Conta dei danni in tutta la provincia di Caserta e l’Alto Casertano dopo che pioggia e neve, e in queste ore ancora abbondanti precipitazioni, hanno creato non pochi disagi. Occhi puntati anche sui centri storici cittadini, Piedimonte Matese in particolare, dove l’incuria di anni ha reso ancor più fragile le strutture antiche che rischiano di cedere.

clarus.jpg

È questo il bilancio degli ultimi 15 giorni, con le peggiori conseguenze sulle strade per decine di automobilisti: davvero in tanti hanno sporto denuncia ai Carabinieri contro i Comuni del Matese o la Provincia di Caserta per aver subito il danno a pneumatici e ammortizzatori nell’impatto con le buche del manto stradale. Susseguirsi di polemiche da parte dei cittadini che vorrebbero strade nuove implorando la tempestività delle Amministrazioni, ma soprattutto la qualità dei materiali impiegati per le riparazioni.

La pioggia ha solo dato l’ultima sferzata  a quelle case abbandonate da decenni, alle murelle che arginano i terreni, ai sentieri già “provati” da incuria e abbandono o dall’assenza perpetrata di una manutenzione (ordinaria) di cui necessitano. Ci sono danni tuttavia, ben oltre l’occhio critico di automobilisti e passanti, che rivelano uno degli aspetti più spinosi di questa vicenda fatta di buche o gomme forate. Si tratta dei centri storici cittadini, ormai lasciati all’incuria e alle intemperie da anni e che sotto piogge abbondanti come le “nostre” finiscono per cedere, o peggio ancora, per rimanere un cumulo di macerie non più recuperabili.

Il caso si è presentato alle mura romane che circondano la città di Alife, al borgo medievale di Prata Sannita e in termini ancor più concreti all’antico borgo di San Giovanni a Piedimonte Matese.

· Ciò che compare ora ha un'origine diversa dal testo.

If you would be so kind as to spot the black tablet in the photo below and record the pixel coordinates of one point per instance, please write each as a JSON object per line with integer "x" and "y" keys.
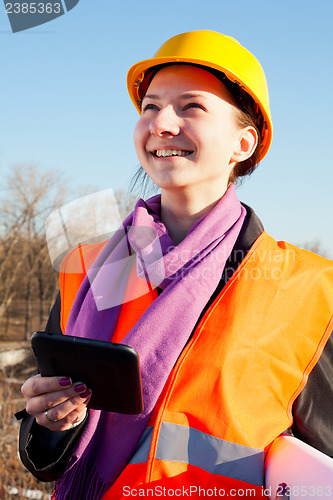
{"x": 111, "y": 371}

A fare da faro su questo suggestivo angolo urbano sono i cittadini che ancora vi risiedono e i tanti escursionisti che l’attraversano per raggiungere a piedi Castello del Matese (il quartiere di San Giovanni è attraversato dal sentiero CAI); sono loro ad oggi gli unici in grado di monitorarne lo stato si salute, misurando la gravità di condizioni che peggiorano da anni.

L’appello non è soltanto alla politica vessata da questa ed altre emergenze, ma anche al buon senso di partecipazione di cittadini, associazioni, gruppi spontanei ad essere custodi della loro città, anche soltanto rispettando un divieto di transito collocato per sicurezza (vedi Scalelle, largo San Domenico), anche soltanto rinunciando ad abbandonare rifiuti in ogni angolo facendo il possibili perché appaia meno malato di come è realmente.